Tre navate nella chiesa dei Minoriti
La chiesa di San Michele Arcangelo a differenza di San Nicola di Tolentino ha tre navate e non una sola. E inoltre sposta nel punto mediano della navata centrale, dove i pilastri acquistano spazio, la cupola, che è sormontata dalla lanterna, permettendo un irraggiamento luminoso più diffuso e omogeneo con un effetto simile ad una pioggia di luce, emula di quella romana del Pantheon. Nella chiesa romana di San Carlo ai Catinari la cupola occupa una posizione simile a quella dei Minoriti solo per un’ allungamento successivo del presbiterio e della parte absidale. Non c’è da meravigliarsi della stima che il Battaglia rivestì a suo tempo come architetto date le soluzioni innovative per il tempo.
All’ingresso, dopo una scalinata di marmo di tredici scalini a doppia rampa ad arco, la prima cosa che si nota è il trionfo dei marmi policromi siciliani. Dal bigio di Billiemi al giallo di Castronovo, al diaspro di Custonaci ed altri preziosi marmi e pietre locali.
Sono però le stupende fonti per l’acqua lustrale con angioloni, addossate ai primi pilastri, a essere di immediato impatto visivo. E ci riportano subito alla memoria questa pietra, conosciuta come diaspro o libeccio antico di Sicilia, ancora estratta dalle viscere della nostra terra per realizzazioni raffinatissime. Pietra che il Bernini usò per la tomba di Alessandro VII a San Pietro a Roma.
La stessa pietra fu usata per l’ acquasantiera superstite della chiesa di San Nicolò l’Arena, dove lavorò anche il Battaglia. Cosa che potrebbe suggerire che queste sculture siano opere sue.
Diversi altari all’interno della chiesa
Proseguendo nella visita troveremo tre altari per lato, come nella già citata chiesa romana di San Nicola da Tolentino. Nella navata destra, entrando, si trova l’altare di S. Agata dove è collocata una tela di Marcello Leopardi, rappresentante la liberazione della Patria. Accanto si trova una rappresentazione di Santa Lucia, cui segue l’ altare dedicato a San Francesco Caracciolo, con grande tela del Leopardi ultimata dal suo allievo Vincenzo Ferreri.
Dedicato all’Annunziata, sempre nella navata destra è altro altare con una pregevole opera di Guglielmo Borremans.
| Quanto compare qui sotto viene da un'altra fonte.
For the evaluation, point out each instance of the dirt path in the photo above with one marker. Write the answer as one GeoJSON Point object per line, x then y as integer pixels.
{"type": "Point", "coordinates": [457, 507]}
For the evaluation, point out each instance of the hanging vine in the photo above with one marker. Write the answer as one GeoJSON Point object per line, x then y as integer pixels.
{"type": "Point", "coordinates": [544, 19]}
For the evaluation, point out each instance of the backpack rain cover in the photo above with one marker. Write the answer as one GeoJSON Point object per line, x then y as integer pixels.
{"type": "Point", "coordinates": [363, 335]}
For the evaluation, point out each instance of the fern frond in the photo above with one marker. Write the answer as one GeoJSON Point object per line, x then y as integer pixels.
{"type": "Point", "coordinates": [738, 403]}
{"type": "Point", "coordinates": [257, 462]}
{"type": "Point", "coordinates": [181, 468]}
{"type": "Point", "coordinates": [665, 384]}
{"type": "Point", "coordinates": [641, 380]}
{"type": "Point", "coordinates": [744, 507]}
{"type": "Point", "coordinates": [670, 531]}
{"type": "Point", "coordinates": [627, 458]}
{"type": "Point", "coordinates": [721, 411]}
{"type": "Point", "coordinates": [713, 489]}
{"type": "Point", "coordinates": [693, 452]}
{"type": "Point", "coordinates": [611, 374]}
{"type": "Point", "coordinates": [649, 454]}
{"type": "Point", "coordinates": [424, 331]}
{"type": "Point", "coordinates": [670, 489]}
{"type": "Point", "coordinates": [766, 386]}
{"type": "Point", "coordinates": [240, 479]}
Diametralmente opposto a questo, sull’altra navata, si trova l’altare del SS. Crocifisso, in un unico pezzo di marmo bianco di Carrara, opera di Agostino Penna.
Degli altri due altari, uno è dedicato a San Michele Arcangelo e l’altro a San Giuseppe con un’opera di Marcello Leopardi che rappresenta il transito del Santo. Accanto all’altare di San Giuseppe trova spazio il sepolcro di Giovanni Battista Paternò, che lasciò alla chiesa una cospicua fortuna.
Nella chiesa dei Minoriti un pregiato organo dell’800 dei fratelli Serassi
Ai lati dell’altare della navata centrale si trovano due alti pergami portici e dietro un coro con ventidue stalli. Mentre sopra si erge la cantoria riccamente dorata su cui è un grandioso organo con cassa neogotica. Questo organo dei bergamaschi fratelli Serassi è del 1858 e oggi avrebbe bisogno di essere riparato da mani altamente competenti.
I Serassi sono fra gli organi più apprezzati. A Ragusa si trovano diversi Serassi, in particolare uno nella chiesa di San Giorgio a Ibla, chiamato Organum Maximum, che è stato oggetto di un recente restauro straordinario effettuato con fondi del Comune e della chiesa. Mentre l’associazione culturale Giuseppe Serassi, che cura un Festival che si svolge in diverse città d’Italia, ha curato una monografia sullo stesso.
Ragusa, grazie alla cura che ha dei suoi organi, realizza un Festival di musica barocca che si articola in sei serate. E’ un peccato che anche Catania non abbia la stessa dedizione verso i suoi tesori. Il barocco dei Minoriti non è figlio di un Dio minore.